There is enough shadow in the world, and the cross casts a large shadow.  But, it has been noted that the only reason the cross casts a large shadow is because the light behind it is so bright. And it is that light that helps us to see the world as God intends us to see it.

A world no longer in the throes of fear, but restored by love.  A world not under the control of sin and brokenness, but of grace.  A world wherein our hopes are vindicated, our sorrows comforted, our faith renewed.  Because Christ is risen, we can view the world as God intended it and help others do to the same.

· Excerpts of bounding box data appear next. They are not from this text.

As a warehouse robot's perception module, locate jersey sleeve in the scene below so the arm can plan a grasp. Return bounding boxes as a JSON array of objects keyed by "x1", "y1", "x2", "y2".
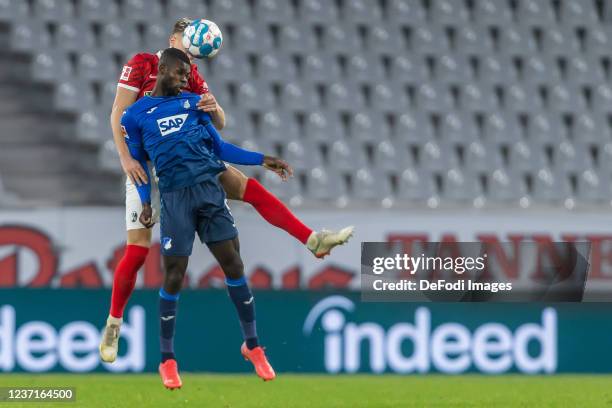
[
  {"x1": 117, "y1": 54, "x2": 149, "y2": 92},
  {"x1": 121, "y1": 111, "x2": 151, "y2": 204},
  {"x1": 189, "y1": 64, "x2": 208, "y2": 95}
]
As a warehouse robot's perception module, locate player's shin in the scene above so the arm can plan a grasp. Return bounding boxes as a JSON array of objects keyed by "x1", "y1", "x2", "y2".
[
  {"x1": 159, "y1": 288, "x2": 179, "y2": 363},
  {"x1": 225, "y1": 276, "x2": 259, "y2": 349}
]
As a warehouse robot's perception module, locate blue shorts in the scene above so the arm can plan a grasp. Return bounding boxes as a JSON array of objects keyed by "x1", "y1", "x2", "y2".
[{"x1": 160, "y1": 178, "x2": 238, "y2": 256}]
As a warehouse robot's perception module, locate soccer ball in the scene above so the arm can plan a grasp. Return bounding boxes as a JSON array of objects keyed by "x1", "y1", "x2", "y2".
[{"x1": 183, "y1": 19, "x2": 223, "y2": 58}]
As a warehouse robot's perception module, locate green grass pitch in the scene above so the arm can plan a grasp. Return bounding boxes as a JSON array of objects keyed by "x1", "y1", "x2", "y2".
[{"x1": 0, "y1": 373, "x2": 612, "y2": 408}]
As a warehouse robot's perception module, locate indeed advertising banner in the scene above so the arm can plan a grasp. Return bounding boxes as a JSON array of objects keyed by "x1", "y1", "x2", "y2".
[
  {"x1": 0, "y1": 207, "x2": 612, "y2": 294},
  {"x1": 0, "y1": 289, "x2": 612, "y2": 374}
]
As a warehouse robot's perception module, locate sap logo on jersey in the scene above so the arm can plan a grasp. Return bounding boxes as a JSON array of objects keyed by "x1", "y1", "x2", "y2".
[{"x1": 157, "y1": 113, "x2": 189, "y2": 136}]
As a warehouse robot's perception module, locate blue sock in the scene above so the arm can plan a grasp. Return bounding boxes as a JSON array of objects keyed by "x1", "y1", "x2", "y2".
[
  {"x1": 225, "y1": 277, "x2": 259, "y2": 350},
  {"x1": 159, "y1": 288, "x2": 179, "y2": 363}
]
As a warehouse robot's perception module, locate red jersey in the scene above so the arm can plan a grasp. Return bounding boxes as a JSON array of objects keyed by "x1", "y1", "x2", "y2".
[{"x1": 117, "y1": 52, "x2": 208, "y2": 99}]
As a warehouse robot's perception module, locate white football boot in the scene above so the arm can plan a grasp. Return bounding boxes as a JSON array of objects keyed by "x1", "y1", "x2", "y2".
[
  {"x1": 306, "y1": 225, "x2": 355, "y2": 258},
  {"x1": 100, "y1": 316, "x2": 123, "y2": 363}
]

When we are inclined to focus on the shadows, we are reminded of the light that lies behind.  And so in the midst of all that we feel is wrong, in the midst of a hurting world, of shadow and cloud, injustice and suffering, even in the midst of rain and gloom, on account of the Resurrection, we run out into the crowd and sing at the top of our lungs: it’s a beautiful day! Don’t let it get away.


The Texts

Acts 10:34–43

Then Peter began to speak to them: “I truly understand that God shows no partiality, but in every nation anyone who fears him and does what is right is acceptable to him. You know the message he sent to the people of Israel, preaching peace by Jesus Christ—he is Lord of all. That message spread throughout Judea, beginning in Galilee after the baptism that John announced: how God anointed Jesus of Nazareth with the Holy Spirit and with power; how he went about doing good and healing all who were oppressed by the devil, for God was with him. We are witnesses to all that he did both in Judea and in Jerusalem. They put him to death by hanging him on a tree; but God raised him on the third day and allowed him to appear, not to all the people but to us who were chosen by God as witnesses, and who ate and drank with him after he rose from the dead. He commanded us to preach to the people and to testify that he is the one ordained by God as judge of the living and the dead. All the prophets testify about him that everyone who believes in him receives forgiveness of sins through his name.”

Matthew 28:1–10

After the sabbath, as the first day of the week was dawning, Mary Magdalene and the other Mary went to see the tomb. And suddenly there was a great earthquake; for an angel of the Lord, descending from heaven, came and rolled back the stone and sat on it. His appearance was like lightning, and his clothing white as snow. For fear of him the guards shook and became like dead men. But the angel said to the women, “Do not be afraid; I know that you are looking for Jesus who was crucified. He is not here; for he has been raised, as he said. Come, see the place where he lay. Then go quickly and tell his disciples, ‘He has been raised from the dead, and indeed he is going ahead of you to Galilee; there you will see him.’ This is my message for you.” So they left the tomb quickly with fear and great joy, and ran to tell his disciples. Suddenly Jesus met them and said, “Greetings!” And they came to him, took hold of his feet, and worshiped him. Then Jesus said to them, “Do not be afraid; go and tell my brothers to go to Galilee; there they will see me.”